More than that, these are people who have been unusually dedicated to pursuits that took them, for lengthy periods of time, out of the normal social contexts for people their age. While many of them will get busy indeed during a couple weeks in London, they’ve actually missed a lot of hook-up opportunities before this. Overall, they may well be having less sex than is typical for their age and background.

Me too. Just think of the army we can raise with all that super-human jizz and gine juice.

Do you feel the same way about the spare tire in your car?

Do we really want to send the message that talented, dedicated, accomplished people should be able to enjoy a bunch of sex with each other now and then?

And 2010, for the Winter Olympics.Unfortunately, none of the Canadian or British womens curling team wanted to set a bad example with me.

Oh well, if it’s Durex instead of G4S in charge of that particular aspect of safety and security, that should be all right. :slight_smile:

I wonder what message mom was sending me when she sent me off to college at age 16 with a brown paper bag filled with 600 condoms?

For the record, I appreciated the optimism, mom.

You sure she wasn’t just unloading the stuff she wasn’t using anymore?

Ironic. First they report a shortage of security, then they report 150k condoms are being handed out. I wonder if there’s a link?

If the organisers were truly encouraging the athletes to use them, there would be free six-packs as well.

Casual sex between consenting adults is hardly a crime. So the issues you mention that some people have with it is not necessarily understandable. Unless of course the ‘anonymous’ sex is thrust upon them before they’ve even shaken hands - in which case it’s rape, prior to being raped.

I bring this up because for a thread dealing with wanton sex, it hasn’t become rapey enough.

On further reflection:

In general, statements of the form “They’re going to do it anyway” (whatever “it” is) really bother me (perhaps more than they should), because they strike me as fatalistic, pessimistic about human behavior, dissmissive of the very idea that anyone might be able to choose not to do “it.” It would bother me far less if you said “Some of them are going to do it anyway”—that’s just being realistic.

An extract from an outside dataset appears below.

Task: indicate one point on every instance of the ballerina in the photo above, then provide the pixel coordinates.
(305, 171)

Along those same lines, it wouldn’t bother me at all—I’d be all for it—if all those condoms were being made readily available on a take-it-or-leave-it basis. Maybe I was taking “handed out” too literally, although the OP’s linked article, saying “Athletes will receive 15 condoms each,” certainly encourages such an interpretation.

No (well maybe in some jurisdictions it still is), but it is something that some people have moral qualms about, either in general or in certain circumstances (like when at least one of the people involved is in a committed relationship with someone else). For those unable to partake in casual sex without going against their own moral/ethical code, I don’t want to make things harder on them than they have to be.

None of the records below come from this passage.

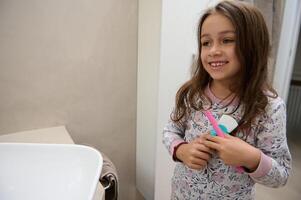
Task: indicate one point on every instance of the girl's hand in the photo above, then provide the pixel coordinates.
(195, 154)
(234, 151)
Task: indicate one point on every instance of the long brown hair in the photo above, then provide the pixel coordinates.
(252, 49)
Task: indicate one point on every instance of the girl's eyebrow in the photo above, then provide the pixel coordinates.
(220, 33)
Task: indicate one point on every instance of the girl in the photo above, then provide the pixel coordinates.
(231, 78)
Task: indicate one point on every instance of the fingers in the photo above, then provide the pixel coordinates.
(212, 145)
(197, 164)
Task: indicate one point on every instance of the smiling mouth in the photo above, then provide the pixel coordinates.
(218, 63)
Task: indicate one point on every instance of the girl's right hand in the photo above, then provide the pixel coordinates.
(194, 154)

This doesn’t even make sense.

“People unable to partake in casual sex” WON’T.

How do free condoms “make things harder on them”? Do you think they’ll cry because other people are having sex? Or will they just go “against their own moral/ethical code” because they have the free condoms that just simply must be used?

They don’t. But the appearance that everybody else is doing it might. And depending on how the condom distribution was handled, I can imagine how it might contribute to that appearance.

Thank god for Henry VIII. Otherwise, the pope would put a stop to it.

What? Are you going to tell me that you have never done this before?:stuck_out_tongue:

I’m not sure where you are getting this, and I see nothing pessimistic about it. I have no idea what every athlete or any particular athlete will do, and the people organizing the event and handing out the condoms don’t, either. It’s not like anybody is going to check. But based on history and general common sense, it’s obvious a lot of these people are going to choose to get busy with each other. There’s nothing wrong with providing condoms to take care of that eventuality.

That makes it sound like these people are very weak willed. Giving someone condoms doesn’t make it harder for them to choose not to have sex.

Only in America and the Middle East. Why should a global event happening in London cater to such “moral qualms”?

Interviewers usually note that some athletes hold off on their encounters until their own segment of the Games is done with. Others like to get, um, loose beforehand.

Either way, I want competitors in top form, whether that’s anticipatory or satisfied. :cool:

No, the message I was thinking of was something like this:
“We realize that you are young and horny…so please don’t get into any embarrassing situations. Now go out and screw like bunnies.”